Re: the gap between this notion and full grouphood, note that crucially in the above we have a contrast between the ways the second and third axioms are satisfied - every element is a right identity, but we only have left inverses. The post linked in the OP meanwhile shows that if we demand right identity + right inverses, or left identity + left inverses, we do get full grouphood. So it's not so much that any single type of "sidedness" can vary from element to element, but rather that the relevant "sidednesses" are not required to be the same, which gives a weak notion.
Solution 2:
What axioms are enough to guarantee a group?
Assuming associativity. "Two-sided inverses" only requires that there is a left inverse and a right inverse for every element, they don't have to be the same.

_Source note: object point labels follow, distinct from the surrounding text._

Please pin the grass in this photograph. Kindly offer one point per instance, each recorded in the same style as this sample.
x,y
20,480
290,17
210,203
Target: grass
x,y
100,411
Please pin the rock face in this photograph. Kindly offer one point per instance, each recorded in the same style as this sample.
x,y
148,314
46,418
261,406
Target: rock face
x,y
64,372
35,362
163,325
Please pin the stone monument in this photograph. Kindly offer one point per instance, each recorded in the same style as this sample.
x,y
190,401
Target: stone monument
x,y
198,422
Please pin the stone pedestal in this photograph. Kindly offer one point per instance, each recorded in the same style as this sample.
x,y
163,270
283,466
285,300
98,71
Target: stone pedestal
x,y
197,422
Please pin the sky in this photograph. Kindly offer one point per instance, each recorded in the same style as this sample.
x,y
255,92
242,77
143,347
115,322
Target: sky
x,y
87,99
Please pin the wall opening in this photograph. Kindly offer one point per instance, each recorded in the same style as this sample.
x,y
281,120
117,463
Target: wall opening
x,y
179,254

| Identity \ Inverse | Two-sided | One-sided | Ultraweak |
|---|---|---|---|
| Two-sided | $\color{green}{\checkmark}$ | $\color{green}{\checkmark}$ | $\color{green}{\checkmark}$ |
| One-sided | $\color{green}{\checkmark}$ | Only if same side | $\color{red}{\mathcal{X}}$ |
| Ultraweak | $\color{green}{\checkmark}$ | $\color{red}{\mathcal{X}}$ | $\color{red}{\mathcal{X}}$ |
- Left identity and left inverses: Enough $\color{green}{\checkmark}$
- Left identity and right inverses: Not enough (Noah's answer) $\color{red}{\mathcal{X}}$
- Ultraweak identity and two-sided inverses: Enough (See below) $\color{green}{\checkmark}$
- Two-sided identity and ultraweak inverses: Enough (See below) $\color{green}{\checkmark}$
In summary, once either the identities or the inverses are two-sided, we have a group. But if that is not the case, the only way to still guarantee a group is if the identity and inverses are both always on the same side.
Ultraweak identity and two-sided inverses are enough
We only require that there is a left inverse and a right inverse for every element, they don't have to be the same.

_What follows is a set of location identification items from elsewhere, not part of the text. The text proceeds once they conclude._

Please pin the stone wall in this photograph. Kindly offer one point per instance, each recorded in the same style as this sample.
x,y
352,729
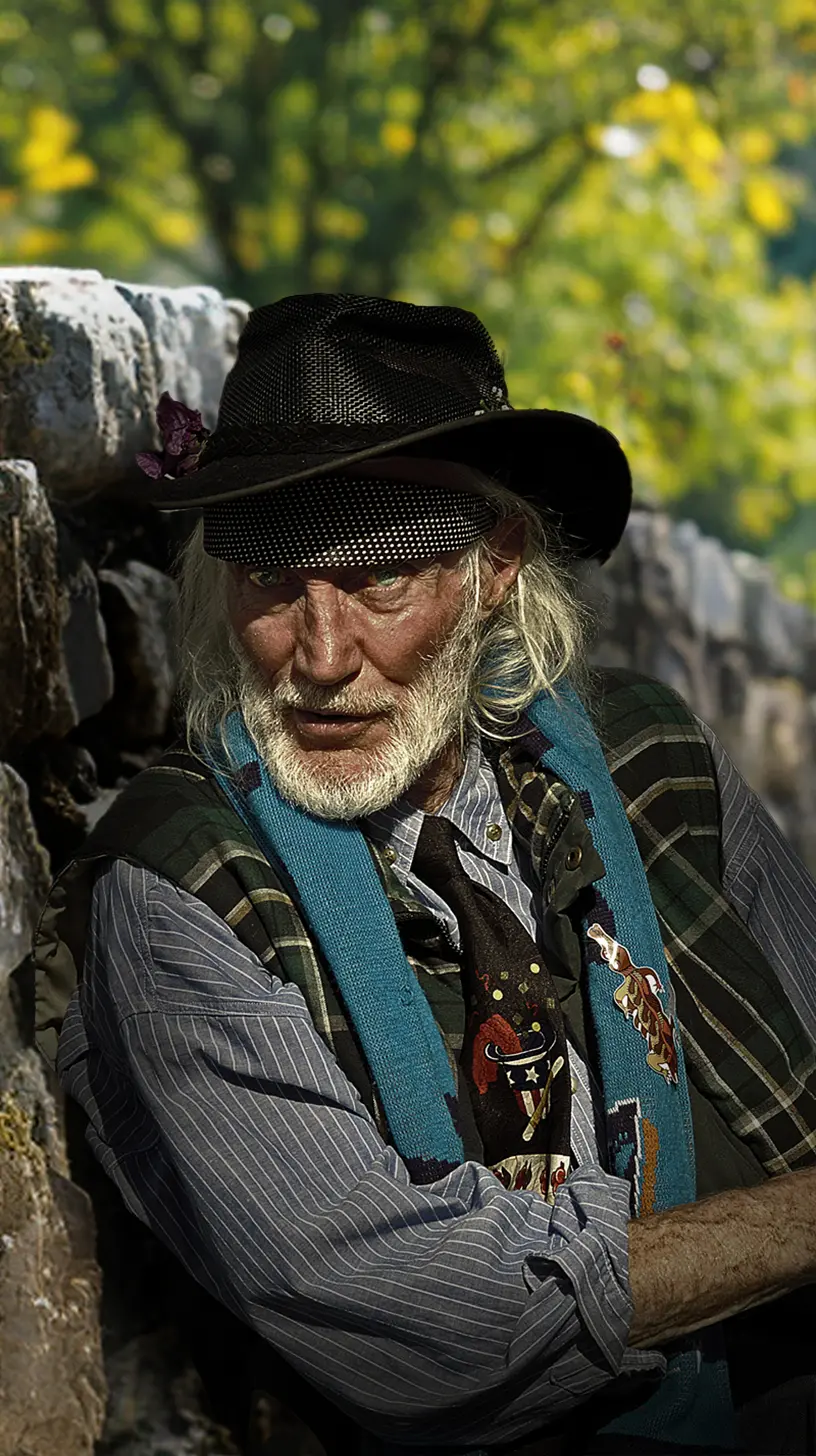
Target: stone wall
x,y
86,679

We show that $e$ is a left identity for every element. Since we have left inverses, the claim then follows from this answer. For an element $a$, the ultraweak identity yields $ea=a$ or $ae = a$. We only need to focus on the second case. $a$ has a right inverse $a'$, and $a'$ has a right inverse $a''$. Thus, $a = a e = a (a' a'') = (a a') a'' = e a''$. This shows that $ea = e(e a'') = e a'' = a$ as required.
Two-sided identity and ultraweak inverses are enough
Indeed, in this case $x^2=x$ implies $x=e$ for all $x$. Thus, if a has right-inverse $b$, we have $ab=e$ and thus $ba=b(ab)a=(ba)^2$, so that $ba=e$, therefore $b$ is also the left inverse.
Answer to REVISED UPDATE
I decided to track this in a seperate question. See this question and answer.
Solution 3:
No, these are not sufficient. Consider the set of the two matrices $$\begin{pmatrix}1&0\\0&0\end{pmatrix},\begin{pmatrix}1&1\\0&0\end{pmatrix}$$ with respect to matrix multiplication.